Da in Anlehnung an den spanischen Filmregisseur Pedro Almodóvar das Museum zwar eine fabrizierte Wirklichkeit, aber mit gleicher Wertigkeit ist, soll die Auswahl der Kunstwerke auch Gesprächsanlässe innerhalb und außerhalb des Museums schaffen. Was liegt da näher als einen Trend nicht zu bedienen, eher antizyklisch aufzutreten und gewohnte Erwartungen zu brechen? Für viele Menschen sind nämlich inzwischen der Begriff und das Verständnis von „Natur“ synonym mit „Natur als Problem“, Natur wird von ihnen nur noch als geschundene, gequälte Umwelt wahrgenommen: Dadurch wird Natur gleichsam zum Dauerpatienten und gar nicht mehr als Mitwelt begriffen, als Inbegriff von Dynamik, Hand in Hand mit fragiler Schönheit und anhaltender Faszination.

Claus Rabba, Hauptautor dieses Katalogs, hat in wunderbarer Weise in seinen Künstler- Beiträgen herausgearbeitet, wie die hier gezeigten Maler und Bildhauer mit ihrem Blick, mit ihrer Technik, auf ihre Weise uns in ihren Werken eine andere, eine allgegenwärtige Natur erkennen lassen, die Respekt einfordert, subtil auf Konfrontation und Verletzlichkeit hinweist.

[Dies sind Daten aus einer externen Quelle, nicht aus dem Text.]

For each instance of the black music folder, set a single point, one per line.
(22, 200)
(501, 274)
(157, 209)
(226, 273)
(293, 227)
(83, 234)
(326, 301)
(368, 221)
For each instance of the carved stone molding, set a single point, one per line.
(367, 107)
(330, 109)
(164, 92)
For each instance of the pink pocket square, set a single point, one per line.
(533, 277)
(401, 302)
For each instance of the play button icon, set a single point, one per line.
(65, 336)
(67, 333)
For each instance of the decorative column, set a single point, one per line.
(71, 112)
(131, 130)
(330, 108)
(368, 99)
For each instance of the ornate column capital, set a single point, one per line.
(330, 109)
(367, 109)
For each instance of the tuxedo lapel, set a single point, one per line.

Insofern gibt die Ausstellung „Wildlife Art. Künstler sehen Natur.“ der Aussage des amerikanischen Schriftstellers Paul Auster Recht: „Der wahre Sinn der Kunst liegt nicht darin, schöne Dinge zu schaffen. Sie ist vielmehr eine Methode, um zu verstehen, ein Weg, die Welt zu durchdringen und den eigenen Platz zu finden.“
Daher bin ich sicher, dass die Menschen in und außerhalb des Museums über die ausgestellten Werke diskutieren werden, denn sie bringen ihre eigenen Bilder von ‚Natur‘ im Kopf mit und gleichen sie mit denen der „Wildlife Art“ ab – aus dieser Spannung werden sich fruchtbare Gespräche ergeben.